What is algebraic geometry?

Algebraic geometry has a long history that can be said to go back to the Euclidean geometry in ancient Greece. A milestone was Descartes' introduction of coordinates in geometry. This meant that one could go back and forth between an algebraic treatment of equations for a geometric object and a direct geometric study of the object. Today, algebraic geometry is an area with geometry with connections to other areas such as commutative algebra, complex analysis, topology and number theory in mathematics, cryptography in informatics and string theory in physics.

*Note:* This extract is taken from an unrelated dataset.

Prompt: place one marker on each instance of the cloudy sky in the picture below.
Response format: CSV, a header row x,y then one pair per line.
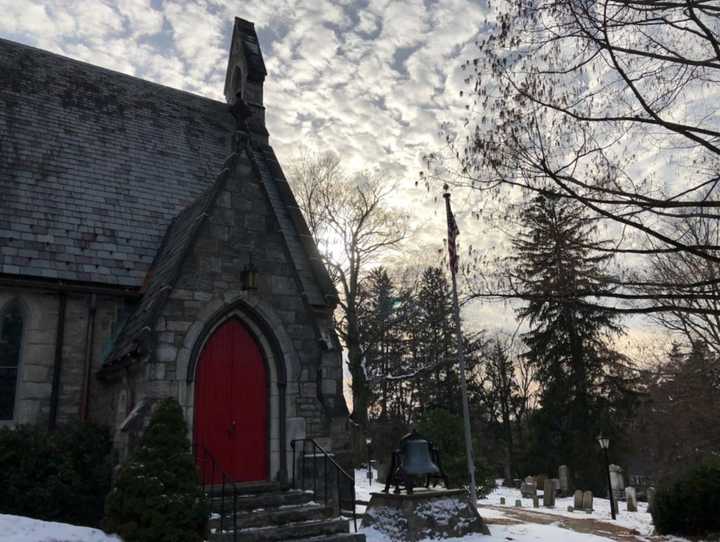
x,y
369,79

The objects we study in algebraic geometry are algebraic varieties, which we can say er geometric objects that can be defined by solution sets of polynomials. For example, the two-dimensional sphere can be defined in the three-dimensional Euclidean space R³ as the set of all points (x,y,z) that satisfy x²+y²+z²-1=0.

If we look further at all the points the satisfy the two equations x²+y²+z²-1=0 and x+y+z=0, then we get the circle at an angle marked in red on the figure.

On the other hand, modern algebraic geometry is not so concerned about the equations that describe the objects, but concentrates on the abstract properties of the geometric objects by assigning them algebraic structures. The translation to algebra means that algebraic geometry is more suitable for studying geometric problems of higher complexity than other nearby fields. This applies not least to the study of singular points on geometric objects, which are, broadly speaking, the points where the object is not "smooth". A classic example is the origin of the curve defined by the equations x³-y²=0.